Do we really tell people what we are measuring them against?
When an organization is looking to recruit new talent (or people in normal business language), do you think they are looking for people with the skills they need or are they looking to see if potential employees can guess the rules of the game you are trying to get them to play?
When asking or expecting someone to play football, golf or tennis you would think you begin by explaining the basic rules of the game to give them a fair shot… so why in HR & recruitment do we like to make life difficult for potential employees and ourselves?
A case study on highly effective talent
A colleague of mine contacted me earlier in the week to say that they had just been turned down from yet another selection process. Despondent, he was starting to question his competence and ability to find employment again after being without a permanent role for some 2+ years when he was made redundant.
Let’s look at this individual.
He is in his mid 50’s, well qualified in his field. Over the years he has held senior change management roles in several blue chip organizations. Each in a different sector, and each for between 2-7 years (so stays the distance). In each case he received glowing appraisals, achieved all goals set and was a well respected professional by his peers and internal customers alike.
Let’s take the last recruitment process, having got through initial selection (something he feels due to his age is increasingly difficult) he attended a selection assessment centre. This comprised three activities, an interview and two half hour roles plays.
At the feedback he was told that he interviewed well, but at the role plays he did not show what they were looking for.
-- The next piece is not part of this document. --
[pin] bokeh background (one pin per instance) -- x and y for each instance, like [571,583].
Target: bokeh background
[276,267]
Now in his mind he was limited to 30 minutes and managed the meeting as best he could to get to a conclusion. There were other issues which he briefly highlighted, but due to time constraints did not fully explore. In reality he felt that a one-to-two hour meeting was required to really meet the needs, but working within the constraints given he prioritised for the sake of exercise.
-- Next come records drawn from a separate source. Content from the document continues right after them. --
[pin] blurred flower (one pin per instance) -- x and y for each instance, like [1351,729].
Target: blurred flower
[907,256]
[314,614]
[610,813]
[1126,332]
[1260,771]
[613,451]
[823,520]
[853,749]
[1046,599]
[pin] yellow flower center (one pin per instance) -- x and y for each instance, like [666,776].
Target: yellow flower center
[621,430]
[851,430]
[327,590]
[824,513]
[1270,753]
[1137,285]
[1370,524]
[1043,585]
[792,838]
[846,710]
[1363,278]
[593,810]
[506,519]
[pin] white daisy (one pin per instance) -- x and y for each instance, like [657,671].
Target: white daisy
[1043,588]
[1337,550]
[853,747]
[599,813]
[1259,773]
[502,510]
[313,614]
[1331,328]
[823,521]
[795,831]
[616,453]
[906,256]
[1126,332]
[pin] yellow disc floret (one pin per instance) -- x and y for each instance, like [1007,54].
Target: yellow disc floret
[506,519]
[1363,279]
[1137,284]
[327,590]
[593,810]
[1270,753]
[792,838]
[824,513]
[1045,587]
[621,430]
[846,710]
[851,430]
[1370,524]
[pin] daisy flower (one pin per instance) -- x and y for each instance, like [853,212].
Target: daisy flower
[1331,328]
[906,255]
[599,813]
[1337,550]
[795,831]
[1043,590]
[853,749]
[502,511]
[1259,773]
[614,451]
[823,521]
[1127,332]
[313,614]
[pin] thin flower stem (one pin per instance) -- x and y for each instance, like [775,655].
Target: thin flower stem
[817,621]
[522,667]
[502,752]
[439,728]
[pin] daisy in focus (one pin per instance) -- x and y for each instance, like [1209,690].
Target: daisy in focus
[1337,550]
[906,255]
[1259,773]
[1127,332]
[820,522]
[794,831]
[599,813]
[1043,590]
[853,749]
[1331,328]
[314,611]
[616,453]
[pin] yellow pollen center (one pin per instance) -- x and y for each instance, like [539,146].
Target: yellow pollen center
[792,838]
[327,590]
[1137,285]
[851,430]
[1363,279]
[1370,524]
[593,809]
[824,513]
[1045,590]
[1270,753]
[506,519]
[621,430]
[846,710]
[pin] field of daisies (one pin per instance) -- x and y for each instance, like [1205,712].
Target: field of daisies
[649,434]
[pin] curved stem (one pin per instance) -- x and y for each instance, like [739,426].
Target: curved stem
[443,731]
Because of this both he lost out on a role, and the employer on an experienced professional. It transpires the person that got the role was some 20 years his junior. How someone with less than 10 years post grad experience can offer insight greater is beyond him… and me.
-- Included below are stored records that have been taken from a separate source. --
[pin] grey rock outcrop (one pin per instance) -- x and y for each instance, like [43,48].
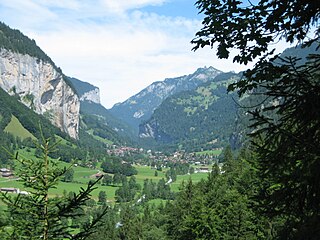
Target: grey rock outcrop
[42,88]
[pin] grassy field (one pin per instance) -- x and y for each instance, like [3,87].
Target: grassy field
[210,152]
[83,175]
[16,129]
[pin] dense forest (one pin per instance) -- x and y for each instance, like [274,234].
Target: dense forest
[269,188]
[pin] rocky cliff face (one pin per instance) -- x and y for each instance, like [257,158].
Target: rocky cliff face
[42,88]
[93,96]
[86,91]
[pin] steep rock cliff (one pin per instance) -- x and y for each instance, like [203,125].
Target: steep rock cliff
[41,87]
[86,91]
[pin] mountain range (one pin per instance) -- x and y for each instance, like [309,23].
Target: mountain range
[191,112]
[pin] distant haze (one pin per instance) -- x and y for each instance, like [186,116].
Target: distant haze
[119,46]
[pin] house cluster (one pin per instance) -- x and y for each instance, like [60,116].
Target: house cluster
[5,172]
[123,151]
[183,157]
[13,190]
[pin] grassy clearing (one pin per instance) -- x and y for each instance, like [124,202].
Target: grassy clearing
[83,175]
[16,129]
[210,152]
[104,140]
[196,177]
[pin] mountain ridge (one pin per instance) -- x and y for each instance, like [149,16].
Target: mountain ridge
[140,106]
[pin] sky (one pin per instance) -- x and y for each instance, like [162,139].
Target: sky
[120,46]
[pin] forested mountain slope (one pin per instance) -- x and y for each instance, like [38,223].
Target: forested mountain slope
[202,118]
[140,107]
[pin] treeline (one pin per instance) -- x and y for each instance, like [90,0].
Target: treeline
[219,207]
[196,114]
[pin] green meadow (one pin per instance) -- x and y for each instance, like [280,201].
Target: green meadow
[83,175]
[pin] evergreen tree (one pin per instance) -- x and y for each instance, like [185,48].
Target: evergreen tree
[35,215]
[286,127]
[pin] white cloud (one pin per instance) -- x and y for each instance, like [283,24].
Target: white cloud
[120,52]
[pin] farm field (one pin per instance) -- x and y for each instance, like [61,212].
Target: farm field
[83,175]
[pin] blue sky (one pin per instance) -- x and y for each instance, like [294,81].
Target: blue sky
[121,46]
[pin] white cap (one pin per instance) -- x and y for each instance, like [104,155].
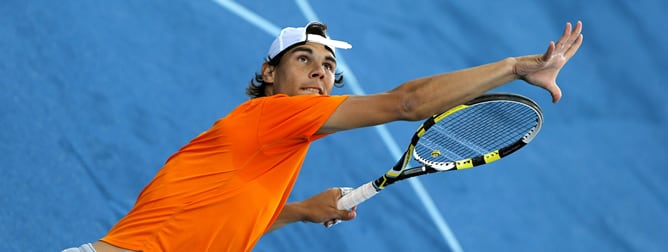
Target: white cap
[291,35]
Why was he not successful?
Simple – he was playing the game to one set of rules – the employer another set – but at the end of the day the rules” required for the job were in fact commonly understood.
Why are HR functions increasingly hiding behind unrealistic role play, and not looking at the whole.
This is like a football club asking a potential player to come for a trial, having them undertake some activities, but not telling them that the assessment criteria is not the rules of football but that of basketball!…. even though they want a football player!
What transpired in feedback he received was that the selection process was there to help reduce the staff turnover they had experienced over the last few years… mmm well if you select basket ball players to a football club of course people will leave sooner than expected. The sad thing is some of these employers just do not realise that they are measuring the right things in the wrong context so by default will recruit the wrong people.
It’s all very well having a paragraph of what a “competency” means, but unless you know the context and how this will be assessed it is meaningless to the average job hunter. Worse, if you are in HR you may consciously or unconsciously try to second guess what the competency means and how it will be assessed putting the applicant at an even greater disadvantage.
Where is this all going?
Now there is the $64M question. What we see in most industries is the most experienced people unable to stay in a sector, and people 2climbing the ladder” younger and younger. That is all very well now, but what happens when these 20 & 30 something’s get to be 45-55 and beyond? Where will they go? What will they do? For if the current trend increases we will have less and less experienced people in more and more senior roles, with little experience. How many senior managers in the current major recession experienced and carried the lessons from the 1980’s? Who of the current crop of people will be in post for the next big crash?
The business and recruitment world needs to look carefully at what it is doing if it wants sustainability and the right people with appropriate experience in post.